O concelho de Braga prepara-se para ir a eleições e eleger o seu terceiro presidente em democracia. João Baptista é o candidato da CDU à Câmara Municipal de Braga. Tem 51 anos, é mestre em Engenharia Civil, eleito na Assembleia Municipal de Braga e na Assembleia da CIM Cávado. Foi membro da Junta de Freguesia de São Victor e é vereador da oposição no Município.
O que motivou a sua candidatura à Câmara Municipal de Braga?
O que motivou esta candidatura foi todo um conjunto de pessoas ligadas a mim e ao coletivo da CDU que entenderam que a minha seria a melhor candidatura para servir Braga e para melhor fazer por Braga. Foi essa a ideia. Braga conhece, Braga sabe com quem conta e eu irei honrar os compromissos desta candidatura.

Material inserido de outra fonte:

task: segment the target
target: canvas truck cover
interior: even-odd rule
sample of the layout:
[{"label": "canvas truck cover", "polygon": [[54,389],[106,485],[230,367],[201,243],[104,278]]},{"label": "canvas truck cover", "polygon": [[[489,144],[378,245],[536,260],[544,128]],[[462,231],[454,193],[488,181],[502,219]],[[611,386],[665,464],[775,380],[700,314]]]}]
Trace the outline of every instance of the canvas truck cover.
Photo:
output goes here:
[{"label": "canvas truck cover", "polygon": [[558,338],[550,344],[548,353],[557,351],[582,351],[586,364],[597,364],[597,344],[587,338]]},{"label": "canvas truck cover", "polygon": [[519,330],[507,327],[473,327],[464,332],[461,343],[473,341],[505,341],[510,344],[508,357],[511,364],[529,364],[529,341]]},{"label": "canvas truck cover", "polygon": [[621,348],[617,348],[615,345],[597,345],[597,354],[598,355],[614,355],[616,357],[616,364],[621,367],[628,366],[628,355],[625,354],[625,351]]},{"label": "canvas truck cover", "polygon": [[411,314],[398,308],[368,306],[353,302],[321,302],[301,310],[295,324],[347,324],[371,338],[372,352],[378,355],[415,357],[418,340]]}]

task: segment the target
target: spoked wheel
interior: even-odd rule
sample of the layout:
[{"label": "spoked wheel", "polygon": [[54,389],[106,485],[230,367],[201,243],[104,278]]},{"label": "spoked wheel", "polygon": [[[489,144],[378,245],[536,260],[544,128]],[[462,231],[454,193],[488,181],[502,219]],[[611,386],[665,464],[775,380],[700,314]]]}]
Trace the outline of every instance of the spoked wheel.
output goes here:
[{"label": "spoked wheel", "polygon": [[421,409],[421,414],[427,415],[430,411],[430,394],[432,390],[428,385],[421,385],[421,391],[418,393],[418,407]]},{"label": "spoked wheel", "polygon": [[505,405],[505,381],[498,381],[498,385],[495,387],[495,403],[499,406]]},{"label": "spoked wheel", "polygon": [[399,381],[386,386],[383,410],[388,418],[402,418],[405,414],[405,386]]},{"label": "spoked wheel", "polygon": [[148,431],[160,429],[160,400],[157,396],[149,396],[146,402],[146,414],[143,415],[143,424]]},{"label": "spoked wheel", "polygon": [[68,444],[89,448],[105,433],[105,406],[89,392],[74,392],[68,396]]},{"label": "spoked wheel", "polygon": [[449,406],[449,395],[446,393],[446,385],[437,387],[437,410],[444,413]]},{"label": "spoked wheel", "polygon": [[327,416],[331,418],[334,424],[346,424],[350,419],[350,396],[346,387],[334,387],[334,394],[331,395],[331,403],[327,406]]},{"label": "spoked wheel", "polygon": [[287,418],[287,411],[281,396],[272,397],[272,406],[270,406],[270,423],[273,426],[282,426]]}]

Que balanço faz destes 12 anos da coligação Juntos por Braga à frente da Câmara Municipal?
O balanço começou por ter uma grande impetuosidade, ou seja, parecia um grande dinamismo no primeiro mandato, com mudanças grandes em termos governativos, mas depois foi-se esmorecendo e a cidade começou a agudizar também com esta transformação, numa cidade de 100 mil para 200 mil habitantes.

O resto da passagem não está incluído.